Residency applicant overwhelmed by ideas while drafting a personal statement -  for Buzzword Overload: How Too Many ‘Passions

It’s 11:47 p.m. You’ve got your personal statement document open for the eleventh time. There are versions in your folder named “final,” “final2,” and “FINAL_real_this_time.” Every paragraph seems to start with “I am passionate about…” or “My passion for…” and somehow you’ve managed to be “passionate” about global health, teaching, research, underserved care, advocacy, critical care, and robotic surgery.

You read it back and think, “This sounds… impressive?”

It doesn’t.

To someone on the other side—PDs, faculty, tired chief residents reviewing apps between admissions—it sounds generic, over-sold, and frankly, unbelievable. That’s the mistake you’re about to make if you are not careful: turning your personal statement into a buzzword salad where you claim 9 passions and prove none of them.

Let me walk you through the traps here so you don’t burn a prime chance to stand out.


The Most Common Personal Statement Lie: “I Am Passionate About…”

Let me be blunt: if I print 50 personal statements from one specialty and lay them out on a table, I’ll see the word “passion” on almost every single one. Usually multiple times.

Here’s the problem: the more you say it, the less anyone believes it.

The red-flag pattern looks like this:

  • “I am passionate about patient care.”
  • “I am passionate about research.”
  • “I am passionate about quality improvement.”
  • “I am passionate about medical education.”
  • “I am passionate about global health.”

By paragraph three, the reader stops believing you have a passion for anything. It sounds like you’re reciting a residency brochure.

Program directors are not counting how many passions you list. They’re asking themselves two simpler questions:

  1. What does this person actually care enough about that they’ve done something real with it?
  2. Does what they’re saying match what I see in the rest of the application?

If your statement screams “passion for research” but your ERAS has one poster from M1 on a project you barely remember, that doesn’t read as “driven.” It reads as “inflated.” That’s a trust problem, and trust problems kill applications.

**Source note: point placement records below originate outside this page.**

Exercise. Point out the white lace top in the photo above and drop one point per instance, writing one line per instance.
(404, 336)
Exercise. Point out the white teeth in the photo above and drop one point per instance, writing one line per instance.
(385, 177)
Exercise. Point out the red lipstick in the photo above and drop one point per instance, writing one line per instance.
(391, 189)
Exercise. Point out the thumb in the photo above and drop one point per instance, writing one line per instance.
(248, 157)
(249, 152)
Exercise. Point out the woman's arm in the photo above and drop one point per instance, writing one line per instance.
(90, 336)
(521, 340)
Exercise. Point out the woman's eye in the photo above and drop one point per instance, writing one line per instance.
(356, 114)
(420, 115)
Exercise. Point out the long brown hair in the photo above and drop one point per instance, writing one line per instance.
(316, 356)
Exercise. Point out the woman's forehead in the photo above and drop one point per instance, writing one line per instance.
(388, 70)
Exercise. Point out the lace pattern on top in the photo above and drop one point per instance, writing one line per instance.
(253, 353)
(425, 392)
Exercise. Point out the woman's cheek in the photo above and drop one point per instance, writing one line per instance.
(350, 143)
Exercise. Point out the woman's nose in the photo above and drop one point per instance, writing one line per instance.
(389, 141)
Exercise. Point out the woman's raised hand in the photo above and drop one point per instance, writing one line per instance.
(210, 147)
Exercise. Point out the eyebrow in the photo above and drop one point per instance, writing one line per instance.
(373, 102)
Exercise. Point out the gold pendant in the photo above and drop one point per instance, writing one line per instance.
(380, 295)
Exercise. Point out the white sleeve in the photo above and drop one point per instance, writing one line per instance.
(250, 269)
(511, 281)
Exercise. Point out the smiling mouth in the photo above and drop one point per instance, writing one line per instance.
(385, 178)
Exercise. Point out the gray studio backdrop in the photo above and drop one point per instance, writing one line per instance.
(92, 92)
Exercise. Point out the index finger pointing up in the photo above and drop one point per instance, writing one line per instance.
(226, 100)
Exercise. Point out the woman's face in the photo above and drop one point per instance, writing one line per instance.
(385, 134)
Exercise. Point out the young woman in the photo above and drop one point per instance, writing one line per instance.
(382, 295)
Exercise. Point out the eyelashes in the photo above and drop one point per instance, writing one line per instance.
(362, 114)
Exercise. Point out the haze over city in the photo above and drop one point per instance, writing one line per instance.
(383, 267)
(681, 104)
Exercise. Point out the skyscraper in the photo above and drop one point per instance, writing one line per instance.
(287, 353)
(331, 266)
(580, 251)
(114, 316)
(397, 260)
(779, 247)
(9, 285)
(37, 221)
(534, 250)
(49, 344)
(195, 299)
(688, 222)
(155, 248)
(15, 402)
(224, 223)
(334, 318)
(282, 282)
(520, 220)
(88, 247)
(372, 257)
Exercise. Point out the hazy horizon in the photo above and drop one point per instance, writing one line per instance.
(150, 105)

The first mistake is thinking you need to tell them what you’re passionate about.
You don’t.

You need to show them what you care enough to actually do, consistently, when no one is forcing you.


Buzzword Overload: How It Shows Up (And Why It’s Dangerous)

Let’s be specific. These are classic buzzword clusters that show up in residency personal statements:

  • Passion / passionate
  • Lifelong learner
  • Leadership
  • Teamwork
  • Compassion / empathy
  • Holistic care
  • Underserved / vulnerable populations
  • Innovation / cutting-edge
  • Evidence-based medicine
  • Global health / advocacy / social justice

None of these words are inherently bad. The problem is when they appear in dense clusters with no proof, like this:

“I am a compassionate, empathetic, hardworking team player with a passion for lifelong learning, leadership, and evidence-based medicine. My experiences have fueled my commitment to underserved populations and global health, and I am excited to contribute to a program that values innovation and holistic care.”

On a website? Fine. On a brochure? Expected.
In your personal statement? Empty.

Why it’s dangerous:

  1. It makes you sound like everyone else. If your first paragraph could be copied into 50 other people’s statements unchanged, you have already lost ground.
  2. It signals insecurity. Overloading on big adjectives and “passions” sounds like someone trying to convince rather than simply describing who they are.
  3. It raises a consistency check. People read your statement and then flip to ERAS. If your “passions” don’t show up in your activities, letters, or CV, you just undermined your credibility.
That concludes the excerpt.